DNA libraries were prepared with the MGIEasy FS DNA Library Prep Set (BGI, Shenzhen, Guangdong, China). DNA (50–200 ng) was fragmented physically with a Covaris S220 instrument (Covaris, Woburn, MA, United States), followed by A-tailing, adapter ligation and PCR amplification. DNA library quality was assessed using a Qubit and Agilent 2,100 Bioanalyzer with a High Sensitivity DNA Kit. Cot-1 DNA blocking reagent (Thermo Fisher Scientific, Waltham, MA, United States), IDT universal blocking oligonucleotides and IDT adapter-specific blocking oligonucleotides were added to the pooled libraries and dried in a SpeedVac. The dried mixture was redissolved in mixed liquids of IDT hybridization buffer, IDT hybridization enhancer and BOKE capture probes (BOKE bioscience, Bejing, China). After hybridization at 65°C for 4 h, the target regions were captured with M270 streptavidin beads by incubation at 65°C for 45 min and then washed 3 times at 65°C and another 3 times at room temperature with IDT xGen lockdown reagents. Then, 15 postcapture amplification cycles were performed to obtain the captured libraries. Final libraries were pooled and sequenced using the MGISEQ-2000 sequencing platform with a 150 bp paired-end cycle kit.

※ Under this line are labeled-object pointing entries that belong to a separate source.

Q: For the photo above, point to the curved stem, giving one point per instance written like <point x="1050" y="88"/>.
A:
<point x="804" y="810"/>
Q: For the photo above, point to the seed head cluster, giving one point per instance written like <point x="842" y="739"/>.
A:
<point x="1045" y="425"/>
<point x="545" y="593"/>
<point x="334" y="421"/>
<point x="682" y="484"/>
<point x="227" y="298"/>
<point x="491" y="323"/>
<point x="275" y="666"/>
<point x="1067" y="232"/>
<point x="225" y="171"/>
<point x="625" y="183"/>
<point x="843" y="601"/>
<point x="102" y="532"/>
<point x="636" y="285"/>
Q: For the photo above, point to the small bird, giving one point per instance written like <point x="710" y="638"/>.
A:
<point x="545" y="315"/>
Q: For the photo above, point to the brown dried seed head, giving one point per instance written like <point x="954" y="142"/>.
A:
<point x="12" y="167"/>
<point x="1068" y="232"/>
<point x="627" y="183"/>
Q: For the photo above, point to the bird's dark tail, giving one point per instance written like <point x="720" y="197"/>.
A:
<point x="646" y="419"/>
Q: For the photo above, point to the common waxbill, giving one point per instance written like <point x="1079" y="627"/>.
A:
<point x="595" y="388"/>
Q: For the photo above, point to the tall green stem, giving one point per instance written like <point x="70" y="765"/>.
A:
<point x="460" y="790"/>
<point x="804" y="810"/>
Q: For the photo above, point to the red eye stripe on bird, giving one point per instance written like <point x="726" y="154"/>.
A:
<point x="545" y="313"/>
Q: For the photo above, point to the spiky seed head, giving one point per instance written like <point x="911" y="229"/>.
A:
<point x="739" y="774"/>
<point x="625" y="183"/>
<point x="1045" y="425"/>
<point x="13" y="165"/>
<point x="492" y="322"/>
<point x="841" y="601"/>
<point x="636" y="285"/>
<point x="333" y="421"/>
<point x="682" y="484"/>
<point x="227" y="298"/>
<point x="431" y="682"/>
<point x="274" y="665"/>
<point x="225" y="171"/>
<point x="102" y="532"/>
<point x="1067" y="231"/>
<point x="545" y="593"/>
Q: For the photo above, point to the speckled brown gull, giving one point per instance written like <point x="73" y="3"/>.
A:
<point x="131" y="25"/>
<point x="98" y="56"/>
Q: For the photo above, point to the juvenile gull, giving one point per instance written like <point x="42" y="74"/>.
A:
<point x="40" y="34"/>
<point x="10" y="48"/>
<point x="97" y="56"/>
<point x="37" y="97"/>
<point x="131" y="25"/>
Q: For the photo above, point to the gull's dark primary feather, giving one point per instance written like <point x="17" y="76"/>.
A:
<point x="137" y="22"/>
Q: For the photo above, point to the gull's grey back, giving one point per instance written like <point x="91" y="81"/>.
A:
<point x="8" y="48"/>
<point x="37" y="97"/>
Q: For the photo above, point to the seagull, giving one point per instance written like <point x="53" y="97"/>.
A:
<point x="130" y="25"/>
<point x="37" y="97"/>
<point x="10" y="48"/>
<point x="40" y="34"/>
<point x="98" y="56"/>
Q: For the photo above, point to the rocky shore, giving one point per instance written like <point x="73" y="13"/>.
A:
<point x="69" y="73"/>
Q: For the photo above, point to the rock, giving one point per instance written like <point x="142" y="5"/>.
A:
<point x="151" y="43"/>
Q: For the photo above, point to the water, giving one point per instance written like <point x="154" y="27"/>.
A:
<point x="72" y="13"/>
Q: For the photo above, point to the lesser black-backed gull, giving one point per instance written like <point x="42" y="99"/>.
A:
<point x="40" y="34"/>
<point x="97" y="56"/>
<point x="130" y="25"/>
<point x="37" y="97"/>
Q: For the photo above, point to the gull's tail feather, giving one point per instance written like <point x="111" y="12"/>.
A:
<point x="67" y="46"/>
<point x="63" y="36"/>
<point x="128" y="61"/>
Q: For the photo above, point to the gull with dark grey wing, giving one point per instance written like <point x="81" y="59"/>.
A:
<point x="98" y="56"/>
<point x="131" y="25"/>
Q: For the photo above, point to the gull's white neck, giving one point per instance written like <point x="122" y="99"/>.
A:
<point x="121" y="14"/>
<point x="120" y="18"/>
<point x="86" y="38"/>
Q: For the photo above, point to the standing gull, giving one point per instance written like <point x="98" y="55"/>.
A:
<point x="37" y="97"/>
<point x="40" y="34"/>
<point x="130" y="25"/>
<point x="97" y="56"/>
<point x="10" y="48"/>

Data Normalization and Statistics

As the volume of sequencing data and read length of the Illumina and MGISEQ-2000 platforms were different (Supplementary Table S1), we “normalized” all 272 sample sequencing datasets, that is, each sample had the same read length and read number. We used seqtk (version: 1.0-r73-dirty) (https://github.com/lh3/seqtk) to “normalize” the raw sequencing data. We used a in-house perl program to caculate the number of reads, Q20 ratio and GC content (Supplementary Table S2).

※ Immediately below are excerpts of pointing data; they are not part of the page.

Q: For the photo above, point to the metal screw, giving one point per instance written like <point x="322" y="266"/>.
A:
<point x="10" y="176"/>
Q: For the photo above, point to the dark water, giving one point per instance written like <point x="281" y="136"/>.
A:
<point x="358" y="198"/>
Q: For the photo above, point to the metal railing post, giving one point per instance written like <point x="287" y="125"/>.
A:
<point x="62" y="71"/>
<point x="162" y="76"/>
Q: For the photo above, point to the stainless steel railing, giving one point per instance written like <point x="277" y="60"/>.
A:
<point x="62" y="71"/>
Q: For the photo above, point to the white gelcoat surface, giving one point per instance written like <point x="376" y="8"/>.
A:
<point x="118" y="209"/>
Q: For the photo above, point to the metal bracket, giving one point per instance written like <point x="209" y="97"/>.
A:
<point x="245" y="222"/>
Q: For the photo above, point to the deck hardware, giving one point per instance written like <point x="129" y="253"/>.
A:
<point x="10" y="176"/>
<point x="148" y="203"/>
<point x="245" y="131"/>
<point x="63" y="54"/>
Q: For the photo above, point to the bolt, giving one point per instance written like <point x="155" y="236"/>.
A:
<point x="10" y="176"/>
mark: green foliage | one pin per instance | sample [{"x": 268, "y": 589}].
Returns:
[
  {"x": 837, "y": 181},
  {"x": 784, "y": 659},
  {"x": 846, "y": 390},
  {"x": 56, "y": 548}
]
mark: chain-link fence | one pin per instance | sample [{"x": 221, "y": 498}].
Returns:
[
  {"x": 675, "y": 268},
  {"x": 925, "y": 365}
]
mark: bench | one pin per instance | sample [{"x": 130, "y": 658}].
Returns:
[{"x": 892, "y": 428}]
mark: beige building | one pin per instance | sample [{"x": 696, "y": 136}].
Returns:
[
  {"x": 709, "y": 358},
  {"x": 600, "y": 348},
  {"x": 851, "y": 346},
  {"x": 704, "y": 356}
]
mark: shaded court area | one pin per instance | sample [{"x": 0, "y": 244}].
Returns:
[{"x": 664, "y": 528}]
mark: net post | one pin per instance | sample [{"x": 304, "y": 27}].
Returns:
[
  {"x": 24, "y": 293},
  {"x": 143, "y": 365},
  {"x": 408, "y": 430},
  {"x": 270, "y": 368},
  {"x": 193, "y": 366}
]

Data Preprocessing and Analysis

The normalized data were cleaned by Trimmomatic (version: 0.39) (Bolger et al., 2014), which filtered out the adapter contamination reads and low-quality reads and the parameter’s setting was ILLUMINACLIP:adapter sequence:2:30:10 LEADING:3 TRAILING:3 SLIDINGWINDOW:4:15 MINLEN:36 (adapter sequences for Illumina Nextseq 500 and MGISEQ-2000 were AGATCGGAAGAGCACACGTCTGAACTCCAGTCAC/AGATCGGAAGAGCGTCGTGTAGGGAAAGAGTGTA and AAGTCGGAGGCCAAGCGGTCTTAGGAAGACAA/AAGTCGGATCGTAGCCATGTCGTTCTGTGAGCCAAGGAGTTG, respectively). BWA-ALN algorithm (version: 0.7.12) (Li and Durbin, 2009) was applied for alignment with the reference genome hg19 (parameters: -o 1 -e 50 -t 4 -i 15 -q 10). The output SAM file was sorted and deduplicated with Samtools (version: 0.1.19) (Li et al., 2009), and the BAM format file was obtained. We used FreeBayes (version: 1.0.2) (Garrison and Marth, 2012) to detect SNP/InDel mutations (parameters: -j -m 10 -q 20 -F 0.001 -C 1). The mutations were annotated from the ANNOVAR database (Wang et al., 2010). Fragment size distribution was summarized from the paired-end alignment information (column ninth) in the BAM format file. Statistical analysis used the statistical functions in Microsoft Excel 2019 and R software (version 3.2.5).

Results

Data Quality Control Parameters Were Significantly Different Between the Illumina and MGISEQ-2000 Sequencing Platforms

We compared the Q20 rate, GC content, mean depth and capture efficiency of 204 samples generated based on the Illumina library protocol, which were captured by the IDT 38-hotspot gene panel and sequenced on the Illumina and MGISEQ-2000 sequencing platforms (Figure 1, details in Supplementary Table S3), respectively. We found that all of the quality control parameters had significant differences, with p-values of 4.87e-85, 1.15e-4, 0.0326 and 0.0035, respectively, in the two-tailed heteroscedasticity t-test analysis. We thought that these differences could be due to the sequencing principles, the algorithm used for base recognition or the sequencing platform characteristics. For example, the Nextseq500 platform treated all unrecognized bases as G, while HiSeq-2000, MGISEQ-2000 and other previous four-color imaging sequencers treated these bases as N. Therefore, the GC content tended to be higher in the Illumina NextSeq500 results than in the others.

FIGURE 1

FIGURE 1. Comparison of Sequencing Data Quality Control Parameters between Illumina and MGISEQ-2000 Platforms. (A) Distribution of Q20 ratio by each sample. (B) Distribution of GC content by each sample. (C) Distribution of average depth by each sample. (D) Distribution of probe capture efficiency by each sample.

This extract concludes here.